Ve ben bu hatalarını onların hanelerine eksi olarak yazdım.


Bir gün lazım olacak!


Şimdi size küçük bir hatırlatma. Haber şöyle:


"Bartın ve Zonguldak`ta ki meslek örgütlerinin temsilcileri, Türkiye Taşkömürü Kurumu (TTK) Amasra Müessesesi B sahasının özelleştirilmesi ve 15 Nisan´da bitecek sürenin yeniden uzanılmasının yasal olmadığını savunarak, Genel Müdür Rıfat Dağdelen ve TTK Yönetim Kurulu Üyeleri hakkında suç duyurusunda bulundu. Bartın Adliyesi önüne giden Genel Maden İşçileri Amasra Şube Başkanı Hakkı Arslan, Maden Mühendisleri Zonguldak Şubesi Başkanı Erdoğan Kaymakçı, TMMOB Bartın Temsilcisi Sevtap Uzun, Makine Mühendisleri Odası Zonguldak Şube Başkanı Akif Mete, ESM Zonguldak Şube Başkanı Tahsin Kumkumoğlu ortak bir basın açıklaması yaptılar.


TTK Genel Müdürlüğü`nün HEMA`nın sözleşmesinin uzatmasının yasal olamadığını açıklayan temsilciler, kamu yararı göz önüne alınarak bunun iptal edilmesini istedi. Temsilciler daha sonra Cumhuriyet Savcılığı´na suç duyurusunda bulundu"


Dönemin Sendika Başkanı Ramazan Denizer´in Rıfat Dağdelen´le söz birliği yapıp Amasra´da başka, sendikada başka konuştuğu günlerdi.


Yaklaşık 1.5 yıl önce Dağdelen´i yerden yere vuranlar bugün tam tersini söylediler.


Lütfen objektif olalım.


Bence GMİS dahil Dağdelen´in alınmasına karşı çıkanlar objektif bir yaklaşım göstermedi.


Önce şunu soralım.


Kurumsal reform yapabilecek birini mi arıyoruz, yoksa Solcu´mu?
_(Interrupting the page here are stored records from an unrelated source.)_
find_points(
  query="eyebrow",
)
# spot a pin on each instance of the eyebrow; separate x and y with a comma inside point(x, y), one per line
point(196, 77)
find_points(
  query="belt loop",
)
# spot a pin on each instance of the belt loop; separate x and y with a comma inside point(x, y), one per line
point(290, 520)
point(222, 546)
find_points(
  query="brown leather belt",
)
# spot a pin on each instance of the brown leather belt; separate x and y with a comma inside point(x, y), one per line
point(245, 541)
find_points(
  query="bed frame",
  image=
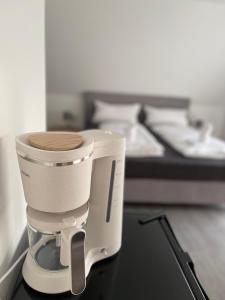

Bazı haklı endişeleriniz olabilir.


Ama artık lütfen bu önyargılarınızı değiştirin.


Oturduğunuz yerden karşı çıkmak yerine kurumu Dağdelen´den daha iyi yönetebileceğine inandığınız bir ismi bulup siz önerin.



Laf mı adam mı?



Hayatta önemli laflar vardır.


Lafı herkes söyleyebilir.


Bencil ve bir o kadar da ikiyüzlü insanlar da söyleyebilir.


İyi niyetli ve vicdan duyguları körelmemiş insanlar da söyleyebilir.


Bu yüzden lafa değil, söyleyene bakmak gerekir.


Her güzel laf her ağıza yakışmaz.


Her güzel laf her yazanın kalemine yakışmaz.


Söylediğiniz lafla vicdanınız çelişmemeli.


Objektif olabilen insan lafa değil, adama bakar!.